Here is the full recipe that sets the correct ipaddress attribute:

kernel = node['kernel']
auto_node = node.automatic

# linux
if node["virtualization"] && node["virtualization"]["system"] == "vbox"
  interface = node["network"]["interfaces"].select do |key|
    puts key
    key == "eth1"
  end
  unless interface.empty?
    interface["eth1"]["addresses"].each do |ip, params|
      if params['family'] == ('inet')
        auto_node["ipaddress"] = ip
      end
    end
  end
  
# windows

elsif kernel && kernel["cs_info"] && kernel["cs_info"]["model"] == "VirtualBox"
  interfaces = node["network"]["interfaces"]
  interface_key = interfaces.keys.last
  auto_node["ipaddress"] = interfaces[interface_key]["configuration"]["ip_address"][0]
end

First, this is not a lot of code and its confined to a single file. Seems a lot simpler than the wire-up required in an ohai plugin.
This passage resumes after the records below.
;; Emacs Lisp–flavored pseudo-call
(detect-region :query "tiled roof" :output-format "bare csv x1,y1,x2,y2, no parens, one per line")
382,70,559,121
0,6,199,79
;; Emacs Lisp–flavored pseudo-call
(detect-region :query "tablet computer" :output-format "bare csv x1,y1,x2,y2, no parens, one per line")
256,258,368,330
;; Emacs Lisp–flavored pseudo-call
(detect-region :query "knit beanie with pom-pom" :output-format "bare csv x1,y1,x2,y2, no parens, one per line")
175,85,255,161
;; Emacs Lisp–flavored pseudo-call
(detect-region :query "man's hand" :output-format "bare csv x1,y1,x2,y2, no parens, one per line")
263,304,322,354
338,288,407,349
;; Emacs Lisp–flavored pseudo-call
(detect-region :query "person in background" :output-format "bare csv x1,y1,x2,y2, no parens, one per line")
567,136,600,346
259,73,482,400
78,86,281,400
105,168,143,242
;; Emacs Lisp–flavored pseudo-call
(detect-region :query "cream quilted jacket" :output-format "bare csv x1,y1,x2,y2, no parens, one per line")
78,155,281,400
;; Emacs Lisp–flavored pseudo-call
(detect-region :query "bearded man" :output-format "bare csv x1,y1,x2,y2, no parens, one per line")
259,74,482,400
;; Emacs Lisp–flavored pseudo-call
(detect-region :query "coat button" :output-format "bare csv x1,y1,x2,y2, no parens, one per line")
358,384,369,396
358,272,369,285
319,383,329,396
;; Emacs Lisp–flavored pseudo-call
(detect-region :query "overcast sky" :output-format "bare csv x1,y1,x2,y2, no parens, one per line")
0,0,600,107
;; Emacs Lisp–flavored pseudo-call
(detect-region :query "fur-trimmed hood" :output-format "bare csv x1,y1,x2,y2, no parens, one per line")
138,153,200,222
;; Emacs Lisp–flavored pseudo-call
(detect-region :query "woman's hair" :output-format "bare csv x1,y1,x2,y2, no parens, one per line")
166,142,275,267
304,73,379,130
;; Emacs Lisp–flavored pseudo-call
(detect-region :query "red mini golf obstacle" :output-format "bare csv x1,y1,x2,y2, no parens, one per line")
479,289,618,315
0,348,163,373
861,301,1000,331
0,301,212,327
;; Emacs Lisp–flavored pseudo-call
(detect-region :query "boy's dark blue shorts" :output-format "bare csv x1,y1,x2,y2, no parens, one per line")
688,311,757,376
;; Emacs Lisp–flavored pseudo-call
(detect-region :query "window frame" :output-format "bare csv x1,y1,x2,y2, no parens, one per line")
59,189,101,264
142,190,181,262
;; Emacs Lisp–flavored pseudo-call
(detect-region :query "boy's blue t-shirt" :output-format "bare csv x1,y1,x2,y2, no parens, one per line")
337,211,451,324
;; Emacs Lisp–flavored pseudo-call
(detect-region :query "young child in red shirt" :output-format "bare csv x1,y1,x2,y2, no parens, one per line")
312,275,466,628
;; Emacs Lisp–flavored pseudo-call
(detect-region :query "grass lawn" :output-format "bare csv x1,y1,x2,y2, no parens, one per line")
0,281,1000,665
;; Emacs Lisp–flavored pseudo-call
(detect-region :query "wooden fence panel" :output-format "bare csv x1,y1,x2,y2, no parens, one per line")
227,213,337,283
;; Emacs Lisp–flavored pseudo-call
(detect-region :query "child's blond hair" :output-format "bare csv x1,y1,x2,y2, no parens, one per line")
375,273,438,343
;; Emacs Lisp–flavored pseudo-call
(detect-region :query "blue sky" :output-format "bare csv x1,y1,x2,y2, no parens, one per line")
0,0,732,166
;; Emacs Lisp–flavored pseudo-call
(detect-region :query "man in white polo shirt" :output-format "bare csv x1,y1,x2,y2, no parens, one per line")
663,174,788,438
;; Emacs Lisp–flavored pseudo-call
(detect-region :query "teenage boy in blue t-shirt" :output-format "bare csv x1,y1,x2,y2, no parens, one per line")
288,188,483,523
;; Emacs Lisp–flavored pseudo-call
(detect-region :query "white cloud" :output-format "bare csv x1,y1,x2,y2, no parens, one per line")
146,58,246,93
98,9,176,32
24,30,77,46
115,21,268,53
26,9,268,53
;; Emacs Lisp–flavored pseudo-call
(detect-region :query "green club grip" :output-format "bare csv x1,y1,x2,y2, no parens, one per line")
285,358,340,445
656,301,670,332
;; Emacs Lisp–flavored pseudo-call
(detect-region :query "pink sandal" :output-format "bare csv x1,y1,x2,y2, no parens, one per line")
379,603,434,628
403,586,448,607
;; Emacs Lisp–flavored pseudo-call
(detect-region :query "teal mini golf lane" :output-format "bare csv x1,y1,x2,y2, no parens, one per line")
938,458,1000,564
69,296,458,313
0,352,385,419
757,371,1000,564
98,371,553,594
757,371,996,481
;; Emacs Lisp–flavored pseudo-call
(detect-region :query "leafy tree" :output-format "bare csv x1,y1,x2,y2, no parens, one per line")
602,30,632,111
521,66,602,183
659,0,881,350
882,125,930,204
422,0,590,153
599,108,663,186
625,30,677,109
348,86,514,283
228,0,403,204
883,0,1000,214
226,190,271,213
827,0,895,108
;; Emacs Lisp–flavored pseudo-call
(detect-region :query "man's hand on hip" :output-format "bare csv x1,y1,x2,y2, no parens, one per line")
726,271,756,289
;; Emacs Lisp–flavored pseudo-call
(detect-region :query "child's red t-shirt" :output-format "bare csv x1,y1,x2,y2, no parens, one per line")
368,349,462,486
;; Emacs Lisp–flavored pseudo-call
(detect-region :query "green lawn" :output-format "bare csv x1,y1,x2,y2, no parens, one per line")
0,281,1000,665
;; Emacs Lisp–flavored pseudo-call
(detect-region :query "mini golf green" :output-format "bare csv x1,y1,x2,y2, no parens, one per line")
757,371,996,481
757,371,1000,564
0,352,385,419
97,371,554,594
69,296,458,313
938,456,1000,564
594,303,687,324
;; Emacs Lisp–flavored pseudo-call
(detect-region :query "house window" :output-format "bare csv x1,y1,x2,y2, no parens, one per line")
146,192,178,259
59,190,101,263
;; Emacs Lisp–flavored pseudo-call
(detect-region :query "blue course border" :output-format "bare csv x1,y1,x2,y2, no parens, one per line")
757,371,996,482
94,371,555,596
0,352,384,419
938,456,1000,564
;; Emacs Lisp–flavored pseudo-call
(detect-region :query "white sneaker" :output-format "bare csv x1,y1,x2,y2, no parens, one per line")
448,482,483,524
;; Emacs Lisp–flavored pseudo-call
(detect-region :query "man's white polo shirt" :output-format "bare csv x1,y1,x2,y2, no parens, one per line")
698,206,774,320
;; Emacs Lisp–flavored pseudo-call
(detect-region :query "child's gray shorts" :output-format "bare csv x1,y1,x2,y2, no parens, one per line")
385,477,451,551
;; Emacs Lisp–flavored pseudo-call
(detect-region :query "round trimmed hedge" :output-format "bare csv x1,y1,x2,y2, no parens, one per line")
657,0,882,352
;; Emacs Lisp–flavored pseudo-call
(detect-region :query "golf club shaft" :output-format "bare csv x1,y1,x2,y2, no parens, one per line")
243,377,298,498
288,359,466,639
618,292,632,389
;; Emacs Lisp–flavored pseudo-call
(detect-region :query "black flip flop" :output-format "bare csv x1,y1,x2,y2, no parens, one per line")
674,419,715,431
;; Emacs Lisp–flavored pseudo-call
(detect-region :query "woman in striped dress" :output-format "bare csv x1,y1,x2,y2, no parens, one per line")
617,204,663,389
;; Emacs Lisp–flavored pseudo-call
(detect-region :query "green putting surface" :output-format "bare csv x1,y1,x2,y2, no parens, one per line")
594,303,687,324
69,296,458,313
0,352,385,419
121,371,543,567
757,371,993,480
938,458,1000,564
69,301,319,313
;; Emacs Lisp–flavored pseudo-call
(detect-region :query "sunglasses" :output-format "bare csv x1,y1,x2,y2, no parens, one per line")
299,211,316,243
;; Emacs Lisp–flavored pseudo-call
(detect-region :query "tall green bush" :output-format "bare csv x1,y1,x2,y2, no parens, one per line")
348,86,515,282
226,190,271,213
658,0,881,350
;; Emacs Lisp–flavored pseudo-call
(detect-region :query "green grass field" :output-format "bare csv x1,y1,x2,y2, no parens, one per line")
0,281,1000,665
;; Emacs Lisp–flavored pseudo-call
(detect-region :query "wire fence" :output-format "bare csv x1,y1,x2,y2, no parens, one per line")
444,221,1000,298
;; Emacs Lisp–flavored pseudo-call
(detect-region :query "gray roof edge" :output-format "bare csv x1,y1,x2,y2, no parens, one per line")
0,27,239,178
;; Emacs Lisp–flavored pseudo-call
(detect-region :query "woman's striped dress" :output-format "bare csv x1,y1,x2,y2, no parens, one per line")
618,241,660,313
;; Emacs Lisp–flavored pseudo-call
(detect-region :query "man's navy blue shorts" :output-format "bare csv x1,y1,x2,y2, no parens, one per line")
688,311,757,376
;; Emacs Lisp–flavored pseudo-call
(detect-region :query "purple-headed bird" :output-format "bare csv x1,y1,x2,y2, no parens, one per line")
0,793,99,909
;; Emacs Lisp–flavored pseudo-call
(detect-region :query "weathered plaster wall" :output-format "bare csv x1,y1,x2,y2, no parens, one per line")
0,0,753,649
This is designed to work on both windows and linux. I have only used it on windows 2012R2 and ubuntu but its likely fairly universal. The code only sets the ip if virtualbox is the host hypervisor so you can safely include the recipe in multi-driver suites and other non virtualbox environments will simply ignore it.

Get it in the hurry-up-and-test-cookbook

In case others would like to use this I have included this recipe in a new cookbook I am using to collect recipes helpful in testing cookbooks. This cookbook is called hurry-up-and-test and is available on the chef supermarket. It also includes the export-node recipe I have shown in a couple posts that allows one to access a node's attributes from inside test code.

I hope others find this useful and I'd love to hear if anyone thinks there is a reason to package this as a full blown ohai plugin instead.

Now what are you waiting for? Hurry up and test!!